Extracts metrics about memory usage of the system, as viewed in /proc/meminfo.

Metrics, in bytes:

  • num.ramTotal The total size of RAM.
  • num.ramFree The free part of RAM. This is almost useless as it is quickly going down to a very small value as caches fill up in the system.
  • num.ramUsed This is computed as total-free-cached.
  • num.ramCached The sum of cached, buffers and reclaimable memory.
  • num.swapTotal The total size of swap space available.
  • num.swapUsed Computed as total-free.
  • num.swapFree The free space available in the swap space.

bdio

Extracts the bytes read and written from and to block devices, as read in /sys/block/<device>/stat.
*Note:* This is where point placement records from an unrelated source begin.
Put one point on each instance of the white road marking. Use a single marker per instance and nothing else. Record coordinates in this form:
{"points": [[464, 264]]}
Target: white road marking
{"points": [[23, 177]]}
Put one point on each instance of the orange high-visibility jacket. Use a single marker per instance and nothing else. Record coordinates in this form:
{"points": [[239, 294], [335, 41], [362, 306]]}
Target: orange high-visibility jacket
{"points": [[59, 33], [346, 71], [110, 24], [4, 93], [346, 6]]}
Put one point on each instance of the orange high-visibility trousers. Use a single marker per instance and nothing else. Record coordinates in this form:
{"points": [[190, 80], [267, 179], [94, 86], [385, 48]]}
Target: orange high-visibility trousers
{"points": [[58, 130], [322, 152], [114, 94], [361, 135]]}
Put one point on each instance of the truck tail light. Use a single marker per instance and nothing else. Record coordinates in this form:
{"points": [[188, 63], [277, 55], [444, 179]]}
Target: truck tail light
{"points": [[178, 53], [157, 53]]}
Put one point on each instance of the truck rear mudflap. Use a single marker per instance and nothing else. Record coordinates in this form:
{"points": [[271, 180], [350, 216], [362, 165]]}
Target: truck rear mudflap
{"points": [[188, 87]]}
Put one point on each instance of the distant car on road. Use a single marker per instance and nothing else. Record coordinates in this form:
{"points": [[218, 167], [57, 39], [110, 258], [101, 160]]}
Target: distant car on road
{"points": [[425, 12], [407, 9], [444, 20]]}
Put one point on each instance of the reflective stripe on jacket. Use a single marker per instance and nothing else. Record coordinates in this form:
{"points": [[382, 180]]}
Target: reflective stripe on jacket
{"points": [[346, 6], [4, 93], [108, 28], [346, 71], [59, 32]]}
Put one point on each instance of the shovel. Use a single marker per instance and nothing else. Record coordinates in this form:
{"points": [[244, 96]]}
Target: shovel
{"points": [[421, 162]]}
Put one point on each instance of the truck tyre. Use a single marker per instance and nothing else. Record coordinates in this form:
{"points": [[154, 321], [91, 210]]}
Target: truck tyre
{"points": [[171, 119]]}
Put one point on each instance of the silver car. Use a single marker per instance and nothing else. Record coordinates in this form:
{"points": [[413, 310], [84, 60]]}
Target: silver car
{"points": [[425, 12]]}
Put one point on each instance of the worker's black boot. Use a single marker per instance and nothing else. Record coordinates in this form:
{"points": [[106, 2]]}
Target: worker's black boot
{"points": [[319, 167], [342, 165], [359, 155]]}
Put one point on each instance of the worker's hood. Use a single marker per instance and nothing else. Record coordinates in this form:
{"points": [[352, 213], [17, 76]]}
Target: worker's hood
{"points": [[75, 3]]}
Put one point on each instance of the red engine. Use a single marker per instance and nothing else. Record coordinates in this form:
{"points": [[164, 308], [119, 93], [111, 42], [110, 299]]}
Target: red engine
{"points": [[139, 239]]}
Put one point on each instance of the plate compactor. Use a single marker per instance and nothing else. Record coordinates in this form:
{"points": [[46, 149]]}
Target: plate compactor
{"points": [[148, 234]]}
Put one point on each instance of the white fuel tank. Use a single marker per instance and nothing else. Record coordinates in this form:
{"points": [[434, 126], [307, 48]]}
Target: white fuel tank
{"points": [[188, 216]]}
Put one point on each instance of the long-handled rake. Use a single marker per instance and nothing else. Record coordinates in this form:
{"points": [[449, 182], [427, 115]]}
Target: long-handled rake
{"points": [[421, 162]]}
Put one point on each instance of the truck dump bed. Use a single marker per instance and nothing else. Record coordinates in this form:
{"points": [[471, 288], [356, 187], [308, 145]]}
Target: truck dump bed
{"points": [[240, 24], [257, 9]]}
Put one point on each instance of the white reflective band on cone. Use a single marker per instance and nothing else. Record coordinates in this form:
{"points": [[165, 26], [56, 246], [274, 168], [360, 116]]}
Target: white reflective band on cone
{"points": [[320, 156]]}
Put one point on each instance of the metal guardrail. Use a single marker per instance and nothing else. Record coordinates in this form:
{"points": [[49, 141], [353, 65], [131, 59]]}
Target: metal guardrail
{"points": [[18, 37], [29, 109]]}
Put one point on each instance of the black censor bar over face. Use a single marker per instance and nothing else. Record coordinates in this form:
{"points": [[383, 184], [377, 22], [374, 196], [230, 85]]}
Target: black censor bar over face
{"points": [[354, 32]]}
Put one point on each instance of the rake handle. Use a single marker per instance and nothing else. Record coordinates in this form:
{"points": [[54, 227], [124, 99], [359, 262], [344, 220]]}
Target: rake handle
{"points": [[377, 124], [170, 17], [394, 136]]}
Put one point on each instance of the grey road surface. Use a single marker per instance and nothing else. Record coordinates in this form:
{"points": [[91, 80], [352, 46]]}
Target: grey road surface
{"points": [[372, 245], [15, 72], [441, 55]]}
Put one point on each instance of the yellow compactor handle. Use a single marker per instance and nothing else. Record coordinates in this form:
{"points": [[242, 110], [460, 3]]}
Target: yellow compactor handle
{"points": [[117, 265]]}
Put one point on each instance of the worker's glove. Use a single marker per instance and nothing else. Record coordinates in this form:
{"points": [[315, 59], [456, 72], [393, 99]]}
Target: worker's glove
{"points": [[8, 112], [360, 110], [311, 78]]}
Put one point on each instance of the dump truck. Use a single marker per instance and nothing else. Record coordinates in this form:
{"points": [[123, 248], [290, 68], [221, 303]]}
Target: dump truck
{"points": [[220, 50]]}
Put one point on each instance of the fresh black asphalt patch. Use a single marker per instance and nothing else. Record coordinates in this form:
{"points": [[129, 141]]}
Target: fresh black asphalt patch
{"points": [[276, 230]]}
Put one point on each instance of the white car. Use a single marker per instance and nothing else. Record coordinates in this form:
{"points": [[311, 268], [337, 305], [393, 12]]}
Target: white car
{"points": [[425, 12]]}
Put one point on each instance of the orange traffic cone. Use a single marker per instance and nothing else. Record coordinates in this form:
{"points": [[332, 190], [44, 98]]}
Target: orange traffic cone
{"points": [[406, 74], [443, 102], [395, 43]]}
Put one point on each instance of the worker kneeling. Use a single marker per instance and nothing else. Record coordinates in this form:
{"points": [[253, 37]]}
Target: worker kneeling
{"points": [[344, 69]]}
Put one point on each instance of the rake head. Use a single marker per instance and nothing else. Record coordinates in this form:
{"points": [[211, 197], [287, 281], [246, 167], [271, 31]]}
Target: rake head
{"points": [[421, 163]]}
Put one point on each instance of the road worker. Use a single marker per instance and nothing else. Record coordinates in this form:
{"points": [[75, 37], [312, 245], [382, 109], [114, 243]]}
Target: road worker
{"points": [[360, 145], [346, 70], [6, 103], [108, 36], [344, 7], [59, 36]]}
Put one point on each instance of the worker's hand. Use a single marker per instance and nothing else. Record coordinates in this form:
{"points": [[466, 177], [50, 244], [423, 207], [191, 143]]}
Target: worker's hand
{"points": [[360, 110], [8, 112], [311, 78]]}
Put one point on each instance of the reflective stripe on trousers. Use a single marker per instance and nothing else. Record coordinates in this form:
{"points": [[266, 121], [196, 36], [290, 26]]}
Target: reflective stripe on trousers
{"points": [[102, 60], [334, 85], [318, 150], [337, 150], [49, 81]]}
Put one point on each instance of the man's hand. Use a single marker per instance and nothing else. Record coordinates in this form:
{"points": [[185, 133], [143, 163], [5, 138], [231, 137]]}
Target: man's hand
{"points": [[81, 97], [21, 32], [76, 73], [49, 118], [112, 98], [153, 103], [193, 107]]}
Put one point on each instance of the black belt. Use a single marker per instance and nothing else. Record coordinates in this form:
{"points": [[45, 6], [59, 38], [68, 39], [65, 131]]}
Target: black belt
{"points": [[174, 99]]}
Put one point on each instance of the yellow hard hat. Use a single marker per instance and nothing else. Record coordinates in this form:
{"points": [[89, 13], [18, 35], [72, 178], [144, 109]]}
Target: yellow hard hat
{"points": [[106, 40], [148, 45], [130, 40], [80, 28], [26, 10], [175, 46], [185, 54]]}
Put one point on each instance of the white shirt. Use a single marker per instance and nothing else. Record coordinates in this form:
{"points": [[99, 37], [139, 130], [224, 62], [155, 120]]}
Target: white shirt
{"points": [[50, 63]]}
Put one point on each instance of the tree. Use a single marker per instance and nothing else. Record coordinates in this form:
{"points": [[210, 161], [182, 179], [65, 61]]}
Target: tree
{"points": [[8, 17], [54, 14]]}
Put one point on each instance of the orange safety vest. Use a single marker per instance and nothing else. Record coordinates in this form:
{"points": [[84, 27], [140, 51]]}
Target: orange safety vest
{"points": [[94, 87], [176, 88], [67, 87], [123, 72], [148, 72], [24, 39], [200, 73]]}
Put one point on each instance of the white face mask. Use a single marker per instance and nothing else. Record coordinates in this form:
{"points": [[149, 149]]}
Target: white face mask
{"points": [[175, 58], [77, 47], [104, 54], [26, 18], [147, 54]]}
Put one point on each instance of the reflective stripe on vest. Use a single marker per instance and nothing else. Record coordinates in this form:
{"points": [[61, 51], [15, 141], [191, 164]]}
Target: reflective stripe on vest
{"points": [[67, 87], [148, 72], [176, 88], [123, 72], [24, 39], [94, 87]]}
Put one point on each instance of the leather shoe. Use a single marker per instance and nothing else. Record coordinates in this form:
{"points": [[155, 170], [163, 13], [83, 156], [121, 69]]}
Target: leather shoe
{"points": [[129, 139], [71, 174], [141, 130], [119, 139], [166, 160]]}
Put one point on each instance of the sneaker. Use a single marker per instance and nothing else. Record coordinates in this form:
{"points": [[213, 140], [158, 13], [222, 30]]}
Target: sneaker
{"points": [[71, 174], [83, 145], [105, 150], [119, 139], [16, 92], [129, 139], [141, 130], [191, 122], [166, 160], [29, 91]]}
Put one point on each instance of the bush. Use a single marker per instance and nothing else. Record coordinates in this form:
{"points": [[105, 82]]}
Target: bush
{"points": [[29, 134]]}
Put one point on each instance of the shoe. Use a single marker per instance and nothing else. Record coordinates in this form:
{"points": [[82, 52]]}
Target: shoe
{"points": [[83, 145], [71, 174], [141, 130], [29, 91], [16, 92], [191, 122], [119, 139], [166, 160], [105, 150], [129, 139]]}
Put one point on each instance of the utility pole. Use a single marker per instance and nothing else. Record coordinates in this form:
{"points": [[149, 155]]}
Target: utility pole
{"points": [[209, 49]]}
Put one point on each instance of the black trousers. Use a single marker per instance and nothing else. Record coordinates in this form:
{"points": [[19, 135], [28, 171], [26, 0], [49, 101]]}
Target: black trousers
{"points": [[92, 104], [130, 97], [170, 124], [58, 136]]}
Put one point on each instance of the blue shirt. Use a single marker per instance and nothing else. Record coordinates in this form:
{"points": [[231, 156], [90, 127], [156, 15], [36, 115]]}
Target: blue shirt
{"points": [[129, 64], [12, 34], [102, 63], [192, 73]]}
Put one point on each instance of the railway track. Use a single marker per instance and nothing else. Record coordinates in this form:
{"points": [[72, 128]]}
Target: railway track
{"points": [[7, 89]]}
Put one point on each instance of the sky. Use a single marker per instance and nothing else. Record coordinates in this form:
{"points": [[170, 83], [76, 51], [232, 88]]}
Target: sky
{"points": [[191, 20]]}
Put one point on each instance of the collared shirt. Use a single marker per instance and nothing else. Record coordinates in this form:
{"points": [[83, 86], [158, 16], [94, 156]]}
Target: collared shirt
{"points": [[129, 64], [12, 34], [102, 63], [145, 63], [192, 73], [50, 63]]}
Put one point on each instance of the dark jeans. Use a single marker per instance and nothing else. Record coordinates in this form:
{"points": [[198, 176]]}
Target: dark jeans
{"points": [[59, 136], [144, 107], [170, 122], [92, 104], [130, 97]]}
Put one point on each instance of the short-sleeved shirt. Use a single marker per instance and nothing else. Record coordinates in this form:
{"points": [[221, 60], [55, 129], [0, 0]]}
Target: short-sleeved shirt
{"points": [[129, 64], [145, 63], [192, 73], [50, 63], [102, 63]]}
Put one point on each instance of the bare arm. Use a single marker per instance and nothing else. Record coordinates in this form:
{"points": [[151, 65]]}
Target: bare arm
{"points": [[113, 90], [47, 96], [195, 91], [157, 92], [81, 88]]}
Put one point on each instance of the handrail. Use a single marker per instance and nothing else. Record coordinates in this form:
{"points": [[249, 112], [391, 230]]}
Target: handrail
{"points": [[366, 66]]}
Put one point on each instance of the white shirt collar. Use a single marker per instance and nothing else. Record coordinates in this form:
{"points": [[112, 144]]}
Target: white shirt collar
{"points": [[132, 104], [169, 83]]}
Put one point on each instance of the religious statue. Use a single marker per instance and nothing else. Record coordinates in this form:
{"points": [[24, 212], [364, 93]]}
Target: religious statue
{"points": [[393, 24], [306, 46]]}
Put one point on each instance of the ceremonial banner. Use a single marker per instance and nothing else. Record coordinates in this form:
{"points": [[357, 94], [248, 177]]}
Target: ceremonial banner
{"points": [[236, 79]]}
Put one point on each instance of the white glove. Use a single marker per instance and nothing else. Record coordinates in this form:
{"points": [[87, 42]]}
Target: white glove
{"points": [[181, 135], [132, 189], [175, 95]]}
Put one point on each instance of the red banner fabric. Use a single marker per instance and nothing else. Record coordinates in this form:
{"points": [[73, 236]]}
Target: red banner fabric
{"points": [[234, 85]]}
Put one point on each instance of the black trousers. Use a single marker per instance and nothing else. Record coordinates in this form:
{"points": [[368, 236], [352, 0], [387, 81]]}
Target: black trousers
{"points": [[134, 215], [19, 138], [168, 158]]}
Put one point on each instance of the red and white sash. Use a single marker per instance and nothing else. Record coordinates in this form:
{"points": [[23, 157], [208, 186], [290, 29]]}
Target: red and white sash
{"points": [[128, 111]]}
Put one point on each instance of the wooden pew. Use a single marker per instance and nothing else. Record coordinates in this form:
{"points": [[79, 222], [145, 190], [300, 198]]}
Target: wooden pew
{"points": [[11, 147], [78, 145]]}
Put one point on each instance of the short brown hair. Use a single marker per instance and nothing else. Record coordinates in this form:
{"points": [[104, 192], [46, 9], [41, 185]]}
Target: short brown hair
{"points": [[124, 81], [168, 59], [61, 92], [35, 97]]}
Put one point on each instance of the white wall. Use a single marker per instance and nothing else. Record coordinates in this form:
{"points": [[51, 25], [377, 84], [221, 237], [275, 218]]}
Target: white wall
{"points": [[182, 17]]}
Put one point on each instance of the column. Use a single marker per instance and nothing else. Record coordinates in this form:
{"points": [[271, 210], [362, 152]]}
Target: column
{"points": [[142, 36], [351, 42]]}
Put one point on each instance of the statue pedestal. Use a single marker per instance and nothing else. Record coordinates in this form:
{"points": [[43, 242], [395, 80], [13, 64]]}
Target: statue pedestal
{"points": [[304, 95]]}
The list of devices monitored can come from three sources:

  • The grabber blockDevices parameter, which can contain a comma separated list of devices to monitor on the system. For example: sda,nvme0n1
  • If the list of devices is not set, the block devices available are detected by parsing the output of lsblk -d -o NAME,MODEL. Of course, lsblk must be present in /bin/ or /usr/bin/ for this to work. All devices with a non-empty name are then considered.
  • If the above auto detection fails for any reason, sda is then used.

Metrics extracted for every device, here for /dev/sda:

  • num.read_bytes_sda The number of bytes read in the last second.
  • num.write_bytes_sda The number of bytes written in the last second.
  • Auto max: num.max$read_bytes_sda The maximum number observed for this value.
  • Auto max: num.max$write_bytes_sda The maximum number observed for this value.

Global metrics:

  • num.read_bytes_all The sum of all reads on all monitored devices.
  • num.write_bytes_all The sum of all writes on all monitored devices.
  • Auto max: num.max$read_bytes_all The maximum number observed for this value.
  • Auto max: num.max$write_bytes_all The maximum number observed for this value.
  • str.allbd The comma separated list of monitored devices, for example: sda,sdb,sdc,nvme0n1

net

Extracts the network activity as parsed from /proc/net/netstat second IpExt line.

Metrics:

  • num.netp_in The number of bytes in since the last second.
  • num.netp_out The number of bytes out since the last second.

These two metrics have an auto maximum value computed:

  • num.max$netp_in The maximum number observed for this value.
  • num.max$netp_out The maximum number observed for this value.

battery

Extracts battery metrics from three files: /sys/class/power_supply/BAT0/charge_full, /sys/class/power_supply/BAT0/charge_now and /sys/class/power_supply/AC[0]/online.

The following metrics extracted and refreshed every 10 runs:

  • num.bat_exists Is 0 if no battery has been found (and then no other metrics are extracted), 1 otherwise.
  • num.bat_prc The percentage of charge of the battery, between 0 and 100.
  • num.bat_plugged Is 0 if the battery is not plugged in, 1 otherwise.

mdstat

Extracts data from /proc/mdstat regarding the status of mdadm arrays, every minute.

Overall metrics:

  • num.mdstatFailed The number of failed drives across all arrays.
  • str.mdstatSummary The summary string, in the form of md1:[2/2] md2:[2/2]<12%> md3:[10/10] md0:[2/2] where md2 is being checked / reconstructed and the process is at 12%.
  • num.mdstatNbDevices The number of devices. In the example above there are four: md0, md1, md2 and md3.

For each device:

  • str.mdstatByArray<n> The summary string for this array, where n goes from 0 to mdstatNbDevices-1, for example mdstatByArray0 with the value md1:[2/2].

hostname

This grabber exposes the content of /etc/hostname in the metric hostname.

Extracted once per hour, so expect the wrong value to stick around for a few minutes if you change it.